Veintitrés escalones formaban los barrotes de su prisión.
De mármol desgastado por cincuenta años de historia que se habían llevado su antiguo brillo.
Nada le hizo pensar cuando llegó allí con esposa, hija, miedos y esperanza, que aquellos veintitrés peldaños estrecharían poco a poco su mundo.
Los había subido y bajado miles de veces. Había escuchado a los niños correr por ellos y a las madres advertir desde los pisos altos, a gritos, del riesgo de caerse y de las consecuencias terribles que llegarían de sus propias manos si se caían. Incluso había organizado una derrama en sus años de presidente de la comunidad para pulir y barnizar la antigua y señorial barandilla de madera. Sus jornadas de trabajo habían empezado y acabado en aquella escalera demasiadas veces.Pero como el mármol, él se hizo cada vez más viejo, cada vez más desgastado. Y los escalones cada día le parecían más empinados. A él le faltaba el aire y a la mujer que compartía su vida desde que era apenas un hombre las rodillas le dolían a rabiar a cada paso.
Ella y sus maltrechas articulaciones fueron el motivo necesario para instalar un ascensor que, debido a la antigüedad y la extraña estructura del edificio, tuvo que quedarse en un "quiero y no puedo" de medio cuerpo en el que, con dificultad, cabían dos personas.

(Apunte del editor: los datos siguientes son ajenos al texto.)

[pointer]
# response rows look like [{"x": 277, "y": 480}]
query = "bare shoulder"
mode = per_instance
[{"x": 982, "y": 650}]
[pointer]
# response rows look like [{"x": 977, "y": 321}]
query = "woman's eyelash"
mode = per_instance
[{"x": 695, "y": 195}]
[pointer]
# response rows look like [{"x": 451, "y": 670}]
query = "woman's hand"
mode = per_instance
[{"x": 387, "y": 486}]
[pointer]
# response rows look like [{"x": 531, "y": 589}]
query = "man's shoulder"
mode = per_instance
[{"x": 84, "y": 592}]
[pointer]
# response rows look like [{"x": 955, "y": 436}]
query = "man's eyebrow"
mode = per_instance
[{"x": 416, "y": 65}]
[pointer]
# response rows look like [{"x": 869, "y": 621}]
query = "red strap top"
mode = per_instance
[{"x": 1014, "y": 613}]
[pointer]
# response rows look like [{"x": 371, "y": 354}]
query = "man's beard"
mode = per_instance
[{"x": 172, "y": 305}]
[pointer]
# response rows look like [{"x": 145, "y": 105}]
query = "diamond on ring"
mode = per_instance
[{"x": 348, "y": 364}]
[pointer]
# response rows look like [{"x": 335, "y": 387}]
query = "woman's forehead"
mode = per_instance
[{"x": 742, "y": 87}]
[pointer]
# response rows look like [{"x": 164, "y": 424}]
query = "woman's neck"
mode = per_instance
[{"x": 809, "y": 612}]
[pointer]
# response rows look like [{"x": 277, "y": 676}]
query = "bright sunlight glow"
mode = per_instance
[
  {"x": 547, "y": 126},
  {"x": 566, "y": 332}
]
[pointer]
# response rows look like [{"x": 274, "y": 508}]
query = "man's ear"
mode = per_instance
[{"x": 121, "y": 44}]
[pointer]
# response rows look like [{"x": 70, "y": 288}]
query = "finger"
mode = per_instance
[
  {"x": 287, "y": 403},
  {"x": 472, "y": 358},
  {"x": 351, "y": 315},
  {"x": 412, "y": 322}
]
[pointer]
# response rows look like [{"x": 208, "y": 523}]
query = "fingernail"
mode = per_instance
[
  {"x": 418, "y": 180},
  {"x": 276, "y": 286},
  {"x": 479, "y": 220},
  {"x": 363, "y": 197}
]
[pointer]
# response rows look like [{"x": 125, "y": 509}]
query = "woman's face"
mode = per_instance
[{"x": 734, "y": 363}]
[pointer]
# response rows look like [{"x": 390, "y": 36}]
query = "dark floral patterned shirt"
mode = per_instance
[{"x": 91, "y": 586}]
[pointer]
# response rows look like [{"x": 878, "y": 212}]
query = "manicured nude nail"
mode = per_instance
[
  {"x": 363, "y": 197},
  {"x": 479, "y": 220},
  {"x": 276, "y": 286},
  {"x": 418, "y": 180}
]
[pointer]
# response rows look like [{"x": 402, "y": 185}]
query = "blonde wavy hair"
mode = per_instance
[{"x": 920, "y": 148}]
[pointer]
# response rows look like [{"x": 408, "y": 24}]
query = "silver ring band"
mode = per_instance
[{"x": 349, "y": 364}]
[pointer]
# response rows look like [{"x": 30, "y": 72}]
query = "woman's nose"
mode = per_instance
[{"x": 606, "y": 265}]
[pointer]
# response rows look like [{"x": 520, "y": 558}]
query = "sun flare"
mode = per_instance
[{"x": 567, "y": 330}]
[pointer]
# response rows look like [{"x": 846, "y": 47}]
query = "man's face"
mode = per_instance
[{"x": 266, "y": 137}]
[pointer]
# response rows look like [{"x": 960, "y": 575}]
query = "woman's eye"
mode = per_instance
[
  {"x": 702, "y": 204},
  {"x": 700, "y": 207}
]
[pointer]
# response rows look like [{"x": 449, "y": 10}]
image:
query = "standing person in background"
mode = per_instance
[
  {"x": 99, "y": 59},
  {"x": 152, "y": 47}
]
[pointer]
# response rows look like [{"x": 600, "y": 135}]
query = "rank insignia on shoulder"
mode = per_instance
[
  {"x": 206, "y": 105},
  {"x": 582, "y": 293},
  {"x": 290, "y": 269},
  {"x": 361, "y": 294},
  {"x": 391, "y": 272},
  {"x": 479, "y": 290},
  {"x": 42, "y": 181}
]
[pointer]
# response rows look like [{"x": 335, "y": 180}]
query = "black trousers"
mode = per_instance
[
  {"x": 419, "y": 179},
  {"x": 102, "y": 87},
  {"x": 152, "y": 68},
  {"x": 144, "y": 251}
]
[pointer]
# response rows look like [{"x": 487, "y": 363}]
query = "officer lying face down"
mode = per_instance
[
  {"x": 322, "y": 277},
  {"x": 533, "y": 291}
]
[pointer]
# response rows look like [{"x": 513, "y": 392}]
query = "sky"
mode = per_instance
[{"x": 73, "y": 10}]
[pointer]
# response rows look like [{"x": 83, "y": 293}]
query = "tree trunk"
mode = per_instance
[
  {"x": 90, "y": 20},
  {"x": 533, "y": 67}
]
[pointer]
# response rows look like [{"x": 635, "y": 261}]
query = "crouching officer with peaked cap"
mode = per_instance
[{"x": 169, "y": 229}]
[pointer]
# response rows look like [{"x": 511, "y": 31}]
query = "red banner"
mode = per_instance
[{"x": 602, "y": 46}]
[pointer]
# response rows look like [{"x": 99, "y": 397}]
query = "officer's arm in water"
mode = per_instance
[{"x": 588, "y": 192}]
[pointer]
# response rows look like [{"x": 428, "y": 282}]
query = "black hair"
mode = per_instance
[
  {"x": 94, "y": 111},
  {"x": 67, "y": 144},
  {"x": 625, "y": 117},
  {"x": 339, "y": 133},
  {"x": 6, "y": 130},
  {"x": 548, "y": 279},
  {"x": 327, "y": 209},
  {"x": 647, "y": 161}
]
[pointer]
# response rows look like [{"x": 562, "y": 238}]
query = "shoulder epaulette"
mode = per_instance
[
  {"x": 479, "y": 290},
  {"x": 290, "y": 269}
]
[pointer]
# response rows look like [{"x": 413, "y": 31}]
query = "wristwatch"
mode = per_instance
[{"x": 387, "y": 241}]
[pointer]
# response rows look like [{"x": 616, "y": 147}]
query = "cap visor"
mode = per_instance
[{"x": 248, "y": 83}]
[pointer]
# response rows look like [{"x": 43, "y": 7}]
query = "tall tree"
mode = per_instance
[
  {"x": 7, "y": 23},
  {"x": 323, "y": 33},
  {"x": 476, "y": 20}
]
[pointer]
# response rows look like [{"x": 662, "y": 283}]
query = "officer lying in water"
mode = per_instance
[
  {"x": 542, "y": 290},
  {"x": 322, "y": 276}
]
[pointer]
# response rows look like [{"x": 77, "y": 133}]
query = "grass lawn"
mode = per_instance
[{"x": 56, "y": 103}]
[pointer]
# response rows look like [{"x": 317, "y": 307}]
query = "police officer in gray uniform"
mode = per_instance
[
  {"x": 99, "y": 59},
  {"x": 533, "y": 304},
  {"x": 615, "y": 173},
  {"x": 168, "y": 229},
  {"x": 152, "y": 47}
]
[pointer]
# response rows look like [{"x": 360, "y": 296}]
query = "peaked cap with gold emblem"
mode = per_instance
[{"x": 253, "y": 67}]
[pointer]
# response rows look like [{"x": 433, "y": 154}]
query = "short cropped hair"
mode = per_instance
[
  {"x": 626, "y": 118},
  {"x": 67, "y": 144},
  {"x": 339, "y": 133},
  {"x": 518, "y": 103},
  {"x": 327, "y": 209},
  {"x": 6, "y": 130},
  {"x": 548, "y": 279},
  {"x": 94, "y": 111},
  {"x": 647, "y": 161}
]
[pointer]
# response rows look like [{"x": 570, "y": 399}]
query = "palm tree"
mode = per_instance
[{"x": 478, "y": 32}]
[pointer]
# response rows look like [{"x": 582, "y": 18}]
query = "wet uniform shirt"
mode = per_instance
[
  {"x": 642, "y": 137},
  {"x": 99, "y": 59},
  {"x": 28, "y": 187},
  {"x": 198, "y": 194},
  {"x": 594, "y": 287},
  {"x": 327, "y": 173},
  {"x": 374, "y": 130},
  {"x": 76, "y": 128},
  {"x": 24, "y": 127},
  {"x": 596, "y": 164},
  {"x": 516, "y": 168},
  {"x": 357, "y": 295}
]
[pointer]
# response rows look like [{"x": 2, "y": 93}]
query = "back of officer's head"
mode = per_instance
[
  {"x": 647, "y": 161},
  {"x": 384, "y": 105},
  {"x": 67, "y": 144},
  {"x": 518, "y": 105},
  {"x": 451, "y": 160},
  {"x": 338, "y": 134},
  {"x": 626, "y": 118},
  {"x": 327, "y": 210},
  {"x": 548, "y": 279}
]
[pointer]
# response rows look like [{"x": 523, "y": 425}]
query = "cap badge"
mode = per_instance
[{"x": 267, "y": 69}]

Suficiente para permitirles salir de casa al mercado de abastos. Insuficiente para que la funeraria se llevase el cuerpo frío pero bello y de sonrisa serena que amaneció una mañana junto a él.

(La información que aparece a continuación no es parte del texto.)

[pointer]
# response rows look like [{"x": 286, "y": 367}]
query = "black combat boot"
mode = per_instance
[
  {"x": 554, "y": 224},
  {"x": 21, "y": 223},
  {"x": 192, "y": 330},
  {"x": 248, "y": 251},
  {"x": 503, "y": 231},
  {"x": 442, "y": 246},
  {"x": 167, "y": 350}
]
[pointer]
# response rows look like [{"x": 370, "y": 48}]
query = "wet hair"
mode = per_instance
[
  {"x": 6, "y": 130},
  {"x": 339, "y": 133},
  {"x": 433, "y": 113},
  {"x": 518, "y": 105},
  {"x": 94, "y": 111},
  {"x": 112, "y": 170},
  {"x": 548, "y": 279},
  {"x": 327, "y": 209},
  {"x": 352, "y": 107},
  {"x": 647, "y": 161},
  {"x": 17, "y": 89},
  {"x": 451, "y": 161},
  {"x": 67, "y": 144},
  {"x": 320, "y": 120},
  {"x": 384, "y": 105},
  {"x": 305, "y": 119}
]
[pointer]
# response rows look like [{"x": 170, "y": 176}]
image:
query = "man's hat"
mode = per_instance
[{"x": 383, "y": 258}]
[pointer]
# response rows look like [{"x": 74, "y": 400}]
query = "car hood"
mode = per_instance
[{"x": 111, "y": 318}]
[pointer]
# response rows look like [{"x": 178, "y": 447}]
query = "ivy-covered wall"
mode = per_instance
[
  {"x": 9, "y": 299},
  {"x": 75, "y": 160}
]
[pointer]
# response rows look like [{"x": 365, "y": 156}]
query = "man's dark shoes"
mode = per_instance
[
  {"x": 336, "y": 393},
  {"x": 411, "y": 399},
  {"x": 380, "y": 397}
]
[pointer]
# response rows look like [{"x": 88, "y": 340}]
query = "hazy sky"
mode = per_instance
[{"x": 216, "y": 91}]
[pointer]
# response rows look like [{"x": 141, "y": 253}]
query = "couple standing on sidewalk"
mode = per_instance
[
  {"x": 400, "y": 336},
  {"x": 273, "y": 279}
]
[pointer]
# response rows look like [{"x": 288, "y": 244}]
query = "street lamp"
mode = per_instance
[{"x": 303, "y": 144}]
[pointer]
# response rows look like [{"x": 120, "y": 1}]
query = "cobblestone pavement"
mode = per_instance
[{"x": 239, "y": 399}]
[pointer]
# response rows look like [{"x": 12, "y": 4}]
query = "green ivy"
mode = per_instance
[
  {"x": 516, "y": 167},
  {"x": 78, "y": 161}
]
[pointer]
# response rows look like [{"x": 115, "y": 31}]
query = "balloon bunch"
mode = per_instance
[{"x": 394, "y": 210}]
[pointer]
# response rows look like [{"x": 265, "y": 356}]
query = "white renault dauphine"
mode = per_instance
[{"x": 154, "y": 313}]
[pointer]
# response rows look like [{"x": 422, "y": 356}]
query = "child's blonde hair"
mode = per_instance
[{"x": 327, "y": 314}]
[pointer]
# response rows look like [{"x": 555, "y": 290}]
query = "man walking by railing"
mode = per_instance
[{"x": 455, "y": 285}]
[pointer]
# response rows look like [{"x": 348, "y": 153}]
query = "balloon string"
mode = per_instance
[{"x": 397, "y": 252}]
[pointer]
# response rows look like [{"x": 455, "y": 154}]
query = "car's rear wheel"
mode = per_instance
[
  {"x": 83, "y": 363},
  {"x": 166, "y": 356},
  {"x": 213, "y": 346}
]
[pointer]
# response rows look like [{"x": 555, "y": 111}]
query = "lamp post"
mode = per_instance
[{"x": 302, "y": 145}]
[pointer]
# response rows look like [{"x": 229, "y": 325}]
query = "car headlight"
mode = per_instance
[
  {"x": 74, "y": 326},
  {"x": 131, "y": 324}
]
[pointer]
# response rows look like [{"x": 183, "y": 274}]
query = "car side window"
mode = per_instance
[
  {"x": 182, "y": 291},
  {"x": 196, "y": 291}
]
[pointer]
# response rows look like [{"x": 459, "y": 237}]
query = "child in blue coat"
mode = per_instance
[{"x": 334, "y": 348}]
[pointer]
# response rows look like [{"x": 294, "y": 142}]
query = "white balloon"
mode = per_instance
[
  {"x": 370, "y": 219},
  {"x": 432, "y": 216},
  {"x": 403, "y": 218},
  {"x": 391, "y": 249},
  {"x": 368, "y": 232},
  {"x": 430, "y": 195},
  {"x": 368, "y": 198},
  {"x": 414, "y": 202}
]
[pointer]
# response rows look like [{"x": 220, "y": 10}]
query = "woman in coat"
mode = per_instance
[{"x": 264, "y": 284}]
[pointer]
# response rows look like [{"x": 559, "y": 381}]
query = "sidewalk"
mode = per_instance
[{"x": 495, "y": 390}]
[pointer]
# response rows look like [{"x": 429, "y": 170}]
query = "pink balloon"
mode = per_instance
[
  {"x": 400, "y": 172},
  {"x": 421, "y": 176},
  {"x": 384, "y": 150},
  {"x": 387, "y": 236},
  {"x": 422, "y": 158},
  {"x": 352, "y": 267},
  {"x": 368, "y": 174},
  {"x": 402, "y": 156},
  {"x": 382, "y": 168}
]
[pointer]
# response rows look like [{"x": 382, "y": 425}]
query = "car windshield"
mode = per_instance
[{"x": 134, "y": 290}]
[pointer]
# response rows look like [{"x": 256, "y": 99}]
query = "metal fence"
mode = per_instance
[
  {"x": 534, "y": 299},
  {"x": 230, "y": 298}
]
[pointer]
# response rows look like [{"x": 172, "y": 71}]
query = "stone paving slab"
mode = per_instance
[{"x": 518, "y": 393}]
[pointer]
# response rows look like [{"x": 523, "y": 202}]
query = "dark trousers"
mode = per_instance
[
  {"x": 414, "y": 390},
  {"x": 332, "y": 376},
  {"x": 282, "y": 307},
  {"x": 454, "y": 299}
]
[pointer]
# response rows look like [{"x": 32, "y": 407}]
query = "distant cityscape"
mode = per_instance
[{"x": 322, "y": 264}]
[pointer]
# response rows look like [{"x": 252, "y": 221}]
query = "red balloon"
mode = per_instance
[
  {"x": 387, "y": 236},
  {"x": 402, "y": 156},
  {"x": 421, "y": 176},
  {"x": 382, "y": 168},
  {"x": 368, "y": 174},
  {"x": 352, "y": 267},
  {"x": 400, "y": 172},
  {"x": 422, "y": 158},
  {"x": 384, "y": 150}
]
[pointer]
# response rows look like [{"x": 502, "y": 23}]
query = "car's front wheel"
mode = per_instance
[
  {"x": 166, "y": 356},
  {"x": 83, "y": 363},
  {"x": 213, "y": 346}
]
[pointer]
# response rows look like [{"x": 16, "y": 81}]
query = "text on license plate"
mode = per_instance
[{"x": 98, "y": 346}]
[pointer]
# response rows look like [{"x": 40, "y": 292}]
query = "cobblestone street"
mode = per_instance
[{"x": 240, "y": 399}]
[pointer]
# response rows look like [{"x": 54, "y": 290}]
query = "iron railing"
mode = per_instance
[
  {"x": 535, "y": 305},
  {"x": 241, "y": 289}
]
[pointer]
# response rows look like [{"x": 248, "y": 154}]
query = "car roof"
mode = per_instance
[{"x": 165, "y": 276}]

La abuela se fue en paz hacía ya más de 10 años. De modo silencioso pero determinado, como siempre había actuado en vida. Sin sufrir y sin hacer sufrir más de lo
necesario salvo, por supuesto, a los dos mozos que miraban el féretro, la angosta escalera de mármol con sus veintitrés escalones de mármol y el insuficiente ascensor.

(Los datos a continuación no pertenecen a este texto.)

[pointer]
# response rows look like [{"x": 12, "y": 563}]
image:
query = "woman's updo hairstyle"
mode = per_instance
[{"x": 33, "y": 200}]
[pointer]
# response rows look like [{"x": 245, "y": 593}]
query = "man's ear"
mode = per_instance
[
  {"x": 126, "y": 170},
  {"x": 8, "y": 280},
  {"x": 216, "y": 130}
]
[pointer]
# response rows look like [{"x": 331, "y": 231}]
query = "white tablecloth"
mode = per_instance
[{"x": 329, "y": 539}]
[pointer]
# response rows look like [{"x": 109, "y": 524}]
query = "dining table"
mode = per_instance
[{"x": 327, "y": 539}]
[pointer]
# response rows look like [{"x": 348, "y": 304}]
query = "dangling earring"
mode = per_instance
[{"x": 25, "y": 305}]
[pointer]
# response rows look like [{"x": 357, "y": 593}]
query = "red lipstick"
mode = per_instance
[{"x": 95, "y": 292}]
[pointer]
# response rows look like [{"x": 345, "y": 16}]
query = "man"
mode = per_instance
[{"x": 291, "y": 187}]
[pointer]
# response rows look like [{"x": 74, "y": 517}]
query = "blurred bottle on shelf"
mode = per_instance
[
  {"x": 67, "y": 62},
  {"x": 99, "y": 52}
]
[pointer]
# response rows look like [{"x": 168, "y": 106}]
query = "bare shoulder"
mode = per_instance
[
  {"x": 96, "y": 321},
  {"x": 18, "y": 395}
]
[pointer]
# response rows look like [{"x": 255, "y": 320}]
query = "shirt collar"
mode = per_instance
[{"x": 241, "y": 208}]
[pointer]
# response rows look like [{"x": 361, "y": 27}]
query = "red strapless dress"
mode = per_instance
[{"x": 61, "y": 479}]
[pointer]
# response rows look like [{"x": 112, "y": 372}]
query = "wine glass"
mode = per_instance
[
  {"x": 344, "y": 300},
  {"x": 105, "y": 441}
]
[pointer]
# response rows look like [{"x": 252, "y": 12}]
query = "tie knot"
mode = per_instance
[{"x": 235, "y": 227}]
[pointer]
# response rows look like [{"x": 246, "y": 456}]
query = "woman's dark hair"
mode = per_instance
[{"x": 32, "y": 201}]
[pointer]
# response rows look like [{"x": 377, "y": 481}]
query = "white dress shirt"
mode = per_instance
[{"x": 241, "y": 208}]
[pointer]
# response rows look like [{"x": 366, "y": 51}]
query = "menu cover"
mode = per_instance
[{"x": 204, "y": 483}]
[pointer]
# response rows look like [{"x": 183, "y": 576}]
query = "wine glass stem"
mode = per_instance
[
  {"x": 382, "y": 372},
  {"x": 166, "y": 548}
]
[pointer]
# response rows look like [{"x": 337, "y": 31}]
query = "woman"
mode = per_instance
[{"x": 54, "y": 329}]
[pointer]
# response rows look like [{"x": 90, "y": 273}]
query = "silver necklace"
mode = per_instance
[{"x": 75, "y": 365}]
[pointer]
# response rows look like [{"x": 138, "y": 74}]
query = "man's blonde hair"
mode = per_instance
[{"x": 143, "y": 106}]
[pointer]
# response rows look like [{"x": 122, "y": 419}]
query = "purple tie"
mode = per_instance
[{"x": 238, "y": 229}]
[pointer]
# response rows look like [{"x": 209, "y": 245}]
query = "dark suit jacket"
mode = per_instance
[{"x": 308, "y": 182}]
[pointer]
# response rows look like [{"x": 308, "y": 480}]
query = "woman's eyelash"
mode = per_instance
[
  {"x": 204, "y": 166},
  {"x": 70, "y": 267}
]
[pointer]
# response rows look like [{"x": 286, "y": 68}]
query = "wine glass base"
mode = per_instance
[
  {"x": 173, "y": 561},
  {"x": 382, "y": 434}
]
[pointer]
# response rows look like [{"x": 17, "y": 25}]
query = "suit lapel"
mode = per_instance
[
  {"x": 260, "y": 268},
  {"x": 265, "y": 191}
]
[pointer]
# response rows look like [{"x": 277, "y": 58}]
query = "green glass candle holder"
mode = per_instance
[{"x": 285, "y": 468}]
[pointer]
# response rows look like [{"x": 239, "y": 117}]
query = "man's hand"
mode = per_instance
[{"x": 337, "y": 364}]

El abuelo y yo esperamos en silencio en el salón, su mano en la mía, mientras mamá daba indicaciones a los operarios y papá corroboraba lo que ella decía con leves gestos de cabeza y sonidos guturales de afirmación.
Veintitrés escalones marcaron los últimos momentos de la abuela en la tierra dando a los vecinos un escabroso tema de conversación para la sobremesa de aquel domingo.
El abuelo, sin embargo, no dijo una palabra sobre aquello. Prefería recordarla como la niña linda de la que se enamoró, la mujer bella que sostuvo en brazos a su hija primero y a su sobrino después cuando su hermana enfermó. Que cuidó con diligencia a una suegra con lengua viperina sin emitir una sola queja pero, al mismo tiempo, sin admitir una sola crítica. La dama que modulaba su ocasional mal carácter con alumnos y profesores cuando él fue director del colegio. La anciana ágil como un gato que simuló una artrosis de rodilla para que él no tuviese que reconocer que se ahogaba en el escalón número seis.